Son père avait refait sa vie outre Atlantique et ses gestes de parentalité se limitait à de gros chèques. Pour être tout à fait honnête, il laissait aussi sa signature au bas de lettres qu'elle avait cessé de lire. Le papier et l'argent ne compenserait jamais les années d'absence.

Quant à sa mère, Céleste ne se souvenait qu'avec peine des moments où elle avait été son enfant chérie. Elle avait le sentiment que cette dernière avait compté chaque jour jusqu'à son départ de la maison. Oui, elle savait qu'elle l'aimait mais d'une manière douloureuse et pénible. Peut-être que sa chevelure lui rappelait trop l'homme qui l'avait abandonnée. Ou bien était-ce ses yeux, son attitude, sa façon de parler ? Céleste n'en savait fichtrement rien !

Son père était devenu un inconnu, sa mère, une personne qui fallait éviter pour soulager.

Voilà, en somme, ce qu'elle avait confié tout à trac, à sa grande surprise, à la psychiatre qui l'avait reçue en urgence la première fois, il y a quelques semaines.

Cette fois, elle avait tenté de la faire parler de ses projets d'avenir. Elle avait évoqué la librairie. Un énorme « MAIS » s'était d'abord formé dans son esprit avant de tenter de forcer le barrage de ses dents.

Le Dr Kaplan avait un don pour repérer ces petits mots que l'on voulait retenir. Elle les sentait arriver et les accueillait à bras ouverts.

Céleste avait perdu le fil et regardé la petite pile de cartes de visite, sur le bureau, posée près d'un stylo plume débouché.

« L'encre va sécher... c'est drôle, Kaplan, comme nom... on enlève le n et ça fait Kapla... j'aimais y jouer, petite... je faisais des circuits de billes avec... c'est toujours papa qui jouait avec moi... papa... »

-    Mademoiselle Rousseau ?
-    Oui ?
-    Vous me disiez que vous épargniez depuis longtemps car vous ambitionniez d'ouvrir votre propre librairie, mais...
-    Mais ?
-    Il y a un « mais », n'est-ce pas ?

Céleste baissa les yeux un instant, comme pour se retrouver. Pas pour chercher ses mots, non. Juste revenir à elle. Intuitivement ses mains se posèrent avec délicatesse sur son ventre.

-    Rien ne se déroule comme je l'ai planifié.
-    C'est très souvent le cas.
-    On le dirait... murmura-t-elle, les yeux à présent rivés sur son ventre qui s'arrondissait doucement depuis peu.
-    Non prévu ne signifie pas toujours non désiré... peut-on en parler ouvertement aujourd'hui ?

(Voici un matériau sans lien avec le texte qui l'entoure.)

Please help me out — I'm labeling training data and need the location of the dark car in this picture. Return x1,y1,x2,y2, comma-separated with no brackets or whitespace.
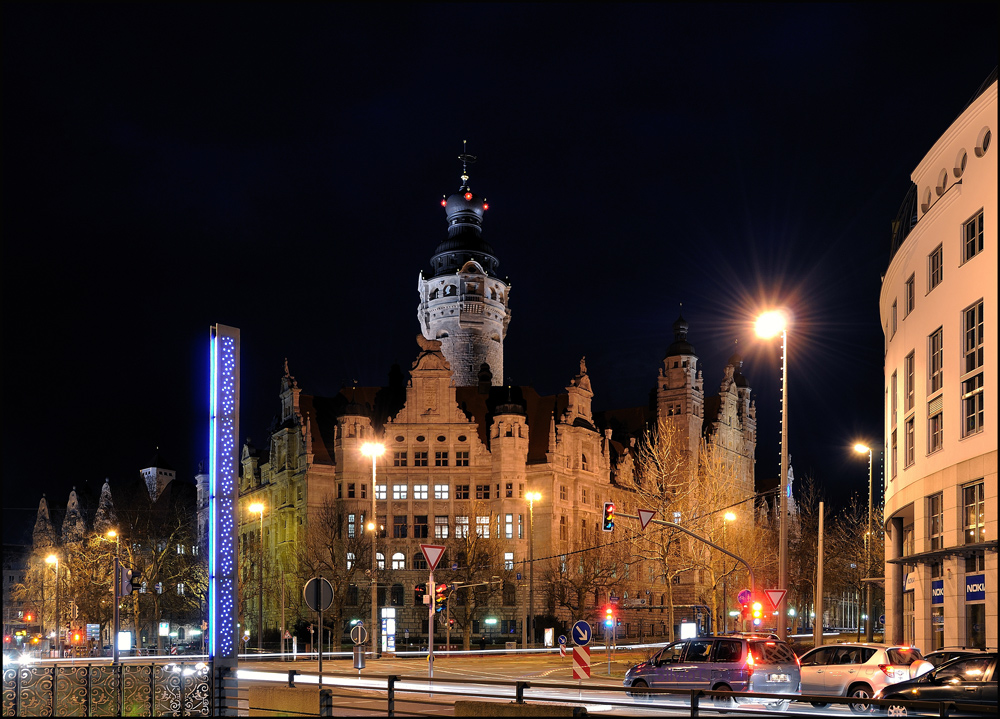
875,652,997,716
924,648,986,667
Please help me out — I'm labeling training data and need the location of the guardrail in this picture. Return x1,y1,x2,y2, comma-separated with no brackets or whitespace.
239,670,996,717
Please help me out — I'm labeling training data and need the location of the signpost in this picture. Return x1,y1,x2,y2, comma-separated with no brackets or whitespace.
302,577,333,691
420,544,447,679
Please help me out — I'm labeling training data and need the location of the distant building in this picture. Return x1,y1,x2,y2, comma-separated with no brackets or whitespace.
239,162,756,639
880,70,998,651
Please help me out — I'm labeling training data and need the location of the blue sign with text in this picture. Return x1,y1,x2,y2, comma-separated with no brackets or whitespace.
965,574,986,602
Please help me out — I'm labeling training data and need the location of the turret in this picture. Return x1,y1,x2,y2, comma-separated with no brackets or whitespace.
417,146,510,387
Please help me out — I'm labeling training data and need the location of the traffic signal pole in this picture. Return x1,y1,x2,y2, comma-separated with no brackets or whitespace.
616,512,757,594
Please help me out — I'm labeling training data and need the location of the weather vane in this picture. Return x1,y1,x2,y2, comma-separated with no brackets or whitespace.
458,140,476,187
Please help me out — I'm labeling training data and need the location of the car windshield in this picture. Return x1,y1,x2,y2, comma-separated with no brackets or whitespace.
885,647,924,667
750,642,795,664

Céleste fuyant toujours le regard du médecin, qui était pourtant une femme avec laquelle elle se sentait à l'aise, se contenta de hocher la tête en signe d'approbation.

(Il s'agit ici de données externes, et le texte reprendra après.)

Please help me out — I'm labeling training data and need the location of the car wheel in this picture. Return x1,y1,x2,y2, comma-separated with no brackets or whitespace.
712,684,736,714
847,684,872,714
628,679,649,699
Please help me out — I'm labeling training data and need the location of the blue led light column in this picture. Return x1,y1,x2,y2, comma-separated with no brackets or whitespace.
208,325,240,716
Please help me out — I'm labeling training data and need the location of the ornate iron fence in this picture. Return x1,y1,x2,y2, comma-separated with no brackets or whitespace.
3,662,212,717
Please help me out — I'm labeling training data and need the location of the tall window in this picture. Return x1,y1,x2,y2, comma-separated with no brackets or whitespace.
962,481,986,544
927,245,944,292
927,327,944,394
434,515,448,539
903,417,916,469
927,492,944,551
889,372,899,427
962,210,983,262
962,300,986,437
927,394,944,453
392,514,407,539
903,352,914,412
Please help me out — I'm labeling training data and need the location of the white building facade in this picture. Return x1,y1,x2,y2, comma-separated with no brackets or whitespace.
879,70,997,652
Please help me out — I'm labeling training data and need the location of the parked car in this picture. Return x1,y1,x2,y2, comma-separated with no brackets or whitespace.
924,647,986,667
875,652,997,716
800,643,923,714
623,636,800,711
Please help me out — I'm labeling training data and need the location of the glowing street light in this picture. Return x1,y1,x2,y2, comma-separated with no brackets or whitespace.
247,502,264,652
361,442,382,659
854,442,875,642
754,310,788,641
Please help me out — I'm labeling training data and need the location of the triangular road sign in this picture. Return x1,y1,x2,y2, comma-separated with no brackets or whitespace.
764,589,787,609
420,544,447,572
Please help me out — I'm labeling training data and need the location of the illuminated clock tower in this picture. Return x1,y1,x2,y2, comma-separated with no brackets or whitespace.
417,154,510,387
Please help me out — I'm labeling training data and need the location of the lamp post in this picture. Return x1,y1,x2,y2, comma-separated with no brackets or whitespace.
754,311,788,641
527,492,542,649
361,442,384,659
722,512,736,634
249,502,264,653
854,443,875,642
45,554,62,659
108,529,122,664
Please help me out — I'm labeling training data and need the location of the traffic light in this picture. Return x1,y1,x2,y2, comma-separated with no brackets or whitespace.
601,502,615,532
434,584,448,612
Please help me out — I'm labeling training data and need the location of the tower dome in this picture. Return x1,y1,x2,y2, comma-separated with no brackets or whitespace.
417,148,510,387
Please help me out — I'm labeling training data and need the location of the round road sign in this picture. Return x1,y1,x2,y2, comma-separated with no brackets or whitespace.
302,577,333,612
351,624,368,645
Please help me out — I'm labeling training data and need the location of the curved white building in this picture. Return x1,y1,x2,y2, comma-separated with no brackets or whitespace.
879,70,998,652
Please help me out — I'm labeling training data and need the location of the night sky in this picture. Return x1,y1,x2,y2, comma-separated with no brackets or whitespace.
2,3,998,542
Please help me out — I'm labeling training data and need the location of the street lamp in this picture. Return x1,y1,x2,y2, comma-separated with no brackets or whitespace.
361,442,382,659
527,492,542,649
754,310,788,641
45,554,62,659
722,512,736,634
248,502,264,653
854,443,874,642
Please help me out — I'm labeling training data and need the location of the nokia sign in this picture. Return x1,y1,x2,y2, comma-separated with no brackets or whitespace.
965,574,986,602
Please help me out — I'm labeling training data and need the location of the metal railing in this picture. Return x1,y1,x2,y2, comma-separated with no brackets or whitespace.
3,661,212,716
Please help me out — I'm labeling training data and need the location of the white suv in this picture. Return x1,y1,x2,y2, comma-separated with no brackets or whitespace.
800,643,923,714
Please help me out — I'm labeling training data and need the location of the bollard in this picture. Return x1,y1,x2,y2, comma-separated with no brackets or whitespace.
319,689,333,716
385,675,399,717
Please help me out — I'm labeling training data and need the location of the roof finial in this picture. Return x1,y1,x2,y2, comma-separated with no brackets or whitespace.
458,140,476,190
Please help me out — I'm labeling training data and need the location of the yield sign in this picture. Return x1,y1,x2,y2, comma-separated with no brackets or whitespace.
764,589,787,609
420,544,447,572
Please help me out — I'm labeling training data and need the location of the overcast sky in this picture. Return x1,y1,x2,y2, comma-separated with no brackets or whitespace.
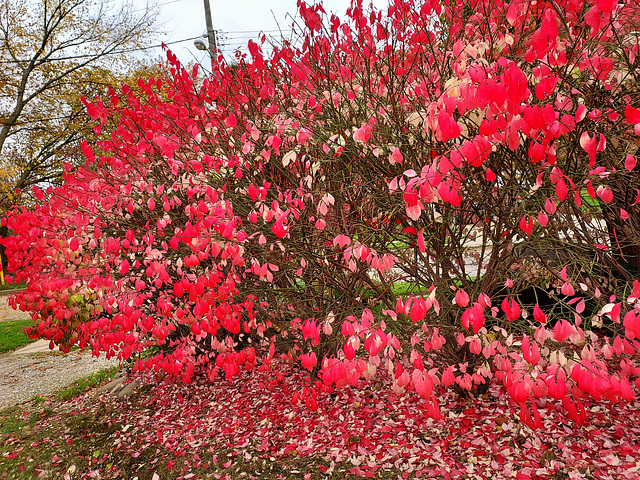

-    Votre première échographie était ce matin, n'est-ce pas ?
-    Oui...
-    Tout se déroule bien ?
-    Oui ; je dois prendre des vitamines. Mais oui, tout va bien. Je peux même prendre l'avion.
-    Avez-vous été accompagnée ?

Elle leva enfin la tête. Un sourire timide apparut ainsi que quelques larmes sur ce visage qui gardait encore quelques vestiges de l'enfance.

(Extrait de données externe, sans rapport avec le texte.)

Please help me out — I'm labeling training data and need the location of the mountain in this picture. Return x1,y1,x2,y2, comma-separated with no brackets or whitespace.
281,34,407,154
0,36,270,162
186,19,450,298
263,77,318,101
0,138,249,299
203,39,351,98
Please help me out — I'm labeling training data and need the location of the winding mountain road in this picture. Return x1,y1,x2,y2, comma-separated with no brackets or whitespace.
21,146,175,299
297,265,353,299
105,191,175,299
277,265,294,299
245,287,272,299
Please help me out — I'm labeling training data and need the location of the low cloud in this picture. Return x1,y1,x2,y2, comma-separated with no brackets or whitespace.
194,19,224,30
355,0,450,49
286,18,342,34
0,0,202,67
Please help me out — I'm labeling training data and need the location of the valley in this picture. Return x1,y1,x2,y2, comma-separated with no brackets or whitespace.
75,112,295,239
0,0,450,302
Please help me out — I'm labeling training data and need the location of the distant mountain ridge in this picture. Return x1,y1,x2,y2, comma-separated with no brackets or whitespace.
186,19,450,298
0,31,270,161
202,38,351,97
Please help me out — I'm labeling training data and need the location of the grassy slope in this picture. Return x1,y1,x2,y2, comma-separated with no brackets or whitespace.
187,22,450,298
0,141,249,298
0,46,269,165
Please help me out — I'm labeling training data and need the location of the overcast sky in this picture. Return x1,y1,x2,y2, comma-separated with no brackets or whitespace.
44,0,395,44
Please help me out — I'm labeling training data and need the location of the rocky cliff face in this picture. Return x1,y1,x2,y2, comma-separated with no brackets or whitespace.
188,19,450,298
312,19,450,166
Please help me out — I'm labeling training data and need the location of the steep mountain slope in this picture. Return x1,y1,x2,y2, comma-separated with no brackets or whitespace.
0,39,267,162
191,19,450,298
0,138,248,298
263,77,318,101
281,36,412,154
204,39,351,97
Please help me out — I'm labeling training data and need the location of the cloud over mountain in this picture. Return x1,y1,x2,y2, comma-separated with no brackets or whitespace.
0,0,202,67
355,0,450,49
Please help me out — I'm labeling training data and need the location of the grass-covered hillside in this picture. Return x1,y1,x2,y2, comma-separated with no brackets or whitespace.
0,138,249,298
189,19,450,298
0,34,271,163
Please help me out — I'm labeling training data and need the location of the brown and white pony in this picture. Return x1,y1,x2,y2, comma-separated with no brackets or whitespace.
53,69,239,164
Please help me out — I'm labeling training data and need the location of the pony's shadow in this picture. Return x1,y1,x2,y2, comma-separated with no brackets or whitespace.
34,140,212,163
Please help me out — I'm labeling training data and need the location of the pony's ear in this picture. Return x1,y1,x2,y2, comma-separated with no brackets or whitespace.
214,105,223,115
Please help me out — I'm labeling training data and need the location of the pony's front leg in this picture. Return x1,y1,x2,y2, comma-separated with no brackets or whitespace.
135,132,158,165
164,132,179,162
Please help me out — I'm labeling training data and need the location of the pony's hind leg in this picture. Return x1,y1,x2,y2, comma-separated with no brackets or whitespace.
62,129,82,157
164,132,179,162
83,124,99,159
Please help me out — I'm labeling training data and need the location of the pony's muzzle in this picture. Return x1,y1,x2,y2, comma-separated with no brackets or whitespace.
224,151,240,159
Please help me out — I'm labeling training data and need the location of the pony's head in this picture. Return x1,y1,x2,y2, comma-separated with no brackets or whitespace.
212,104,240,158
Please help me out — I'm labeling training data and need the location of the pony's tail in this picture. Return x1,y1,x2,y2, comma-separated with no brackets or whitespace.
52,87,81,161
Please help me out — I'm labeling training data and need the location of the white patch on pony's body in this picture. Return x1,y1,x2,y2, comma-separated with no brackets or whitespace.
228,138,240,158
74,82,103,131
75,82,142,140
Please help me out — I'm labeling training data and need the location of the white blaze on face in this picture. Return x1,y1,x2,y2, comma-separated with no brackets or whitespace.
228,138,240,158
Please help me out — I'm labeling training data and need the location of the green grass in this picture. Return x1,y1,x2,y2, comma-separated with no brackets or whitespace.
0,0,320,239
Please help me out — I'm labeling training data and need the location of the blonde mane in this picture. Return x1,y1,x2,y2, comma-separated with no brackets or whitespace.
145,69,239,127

-    Halmeoni et Naki sont restés près de moi.
-     Nous avons déjà parlé. Vous craigniez leur réaction. Mais, vous le saviez, au fond, qu'ils seraient à vos côtés quelle que soit votre décision.
-    Je ne devrais plus douter d'eux. Ils sont ma famille... Mais, c'est plus fort que moi... J'ai toujours peur qu'un matin, en me levant, je découvre que, finalement, je ne suis plus qu'un poids pour eux...
-    C'est aussi le cas pour ce jeune homme dont nous avons parlé la dernière fois ? L'avez-vous contacté comme nous l'avions évoqué ?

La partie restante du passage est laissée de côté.